In 2006, Ahmed’s mother was arrested for protesting against government-sponsored human trafficking in which local girls were sent to bureaucrats and ministers. That’s when he felt orphaned for the first time, living with his uncle while his brother was sent to his aunt. She was arrested again in 2008, in 2009 while protesting against Asiya and Nilofer’s rape case, yet again in 2010 and 2016. Sitting in the waiting room of Central Jail, Srinagar, Ahmed saw a man his father’s age waiting to meet his son of Ahmed’s age. That’s the cycle of life in Kashmir, he says.
When you start understanding the impact of occupation on everyone’s life, you look at yourself as a Kashmiri Muslim first and then as a son, daughter, brother or father. You start appreciating those in jail, and their cause. Ahmed has never spent time with his father yet his beard has already turned grey and his will is attached to a letter.

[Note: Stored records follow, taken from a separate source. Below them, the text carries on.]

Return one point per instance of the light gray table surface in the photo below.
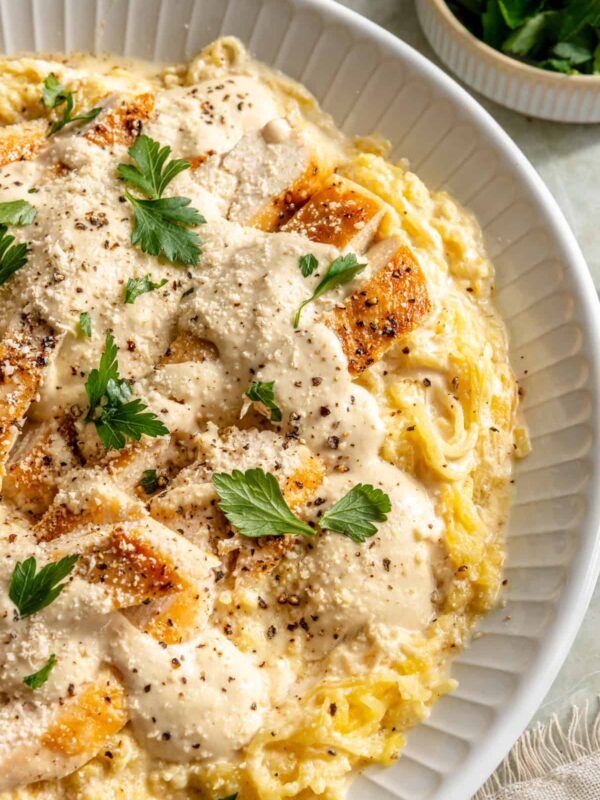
(568, 159)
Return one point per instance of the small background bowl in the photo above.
(369, 81)
(532, 91)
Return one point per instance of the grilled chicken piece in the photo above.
(187, 347)
(267, 176)
(162, 582)
(391, 303)
(134, 561)
(122, 124)
(190, 505)
(99, 502)
(342, 213)
(21, 142)
(117, 125)
(43, 453)
(24, 355)
(45, 743)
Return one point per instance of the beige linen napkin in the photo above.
(551, 762)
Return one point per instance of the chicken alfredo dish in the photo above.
(257, 422)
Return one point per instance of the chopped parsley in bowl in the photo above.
(556, 35)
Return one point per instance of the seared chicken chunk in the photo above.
(391, 303)
(24, 356)
(342, 213)
(40, 743)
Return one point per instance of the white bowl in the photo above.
(370, 80)
(532, 91)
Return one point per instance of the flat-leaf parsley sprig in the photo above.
(115, 414)
(17, 212)
(56, 95)
(12, 256)
(253, 502)
(138, 286)
(33, 591)
(264, 394)
(161, 224)
(342, 270)
(356, 512)
(40, 677)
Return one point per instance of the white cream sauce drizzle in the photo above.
(246, 291)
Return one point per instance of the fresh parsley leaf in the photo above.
(161, 225)
(526, 38)
(577, 14)
(558, 35)
(149, 481)
(558, 65)
(494, 27)
(118, 423)
(137, 286)
(54, 92)
(159, 228)
(85, 324)
(56, 95)
(40, 677)
(116, 416)
(17, 212)
(151, 174)
(264, 393)
(515, 12)
(572, 52)
(31, 592)
(355, 513)
(308, 264)
(12, 256)
(252, 501)
(98, 379)
(342, 270)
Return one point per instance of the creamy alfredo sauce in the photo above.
(204, 698)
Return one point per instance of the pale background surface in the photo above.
(568, 159)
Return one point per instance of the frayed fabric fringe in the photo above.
(553, 761)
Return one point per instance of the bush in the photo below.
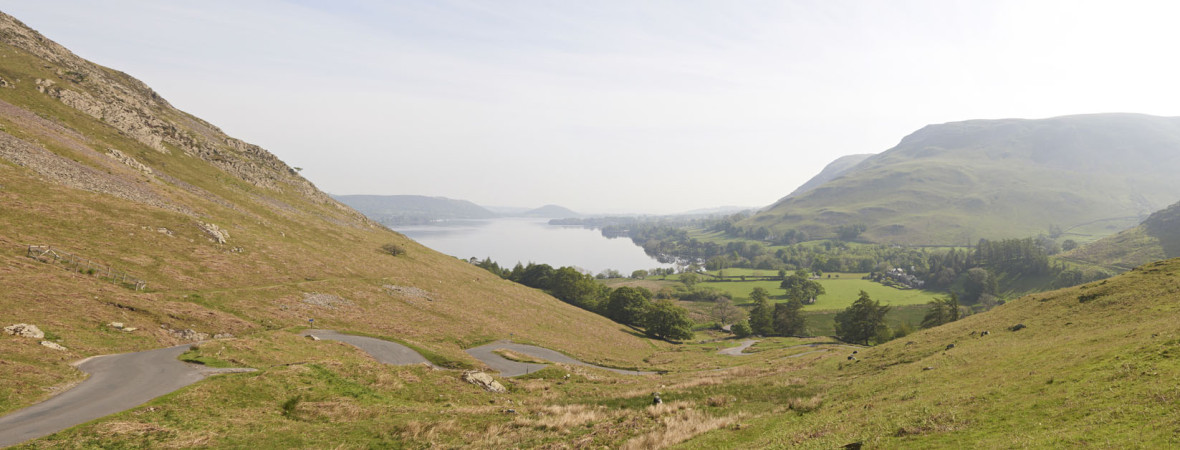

People asked Ahmed’s mother to be at home following her husband’s arrest. They said that the children needed her more than the cause. Yet she played the role of a mother and an activist simultaneously. She is much more than the wife of a political prisoner. That’s what Ahmed has learnt from his mother. He did not sit back even though both his parents were in jail. “You owe to the cause as an individual”, he says.
Occupation snatches the joy out of little things. Each time Ahmed had a good meal, he felt guilty about the food his father would be getting in jail. When he slept on a comfortable bed, he thought about his mother sleeping on the floor in Tihar jail. He kept an extra plate on the dastarkhwaan during dinner every night, in case his father returned from jail and assumed they were accustomed to his absence.
And strange things turn into moments of joy. A few years ago, Ahmed went through surgery for appendix while both his parents were behind bars. He had his uncle and aunt around but not the people who gave him birth. When he opened his eyes in the hospital, his father was on one side of the bed and his mother on the other. Ahmed’s father managed to prepone his eye check-up and his mother suffering from multiple conditions like asthma and arthritis managed to convince the jail authorities to send her for treatment on the same day. That was the first time he saw his parents together, outside jail, in a hospital. The scar from that surgery made Ahmed grateful and the surgery felt like a blessing. He is allowed to talk to his mother once a month, for 5 minutes. The right to immediately reach out to his parents in times of fear or discomfort has been taken away. He mentioned this to his father and the next time Ahmed visited him in prison, his father had written numbers on a wooden block the size of a landline receiver, drawn a network sign and wrote “ABBU incoming call”.
Kashmiri children grow up watching the occupation denying ‘personhood’ to their families. They are treated as a collection of unwanted beings. These children witness betrayal and fear too early in life, taking away their innocence and carefreeness. They’ve seen even doctors being thrashed by the army. Many youngsters in South Kashmir were randomly picked up and tortured within a week of August 5, 2019, says a journalist who recorded but couldn’t publish these incidents. When calling the oppressors ‘oppressors’ becomes a crime, children know they are in a war zone and nothing will ever be fair for them. When life exists between helplessness and hopelessness and resistance is the only way to live, how does one teach children to dream?
(The sources have been kept anonymous for their safety considering the unimaginable crackdown on individual and collective voices from Kashmir. Many accounts have been deactivated, articles removed and websites blocked.)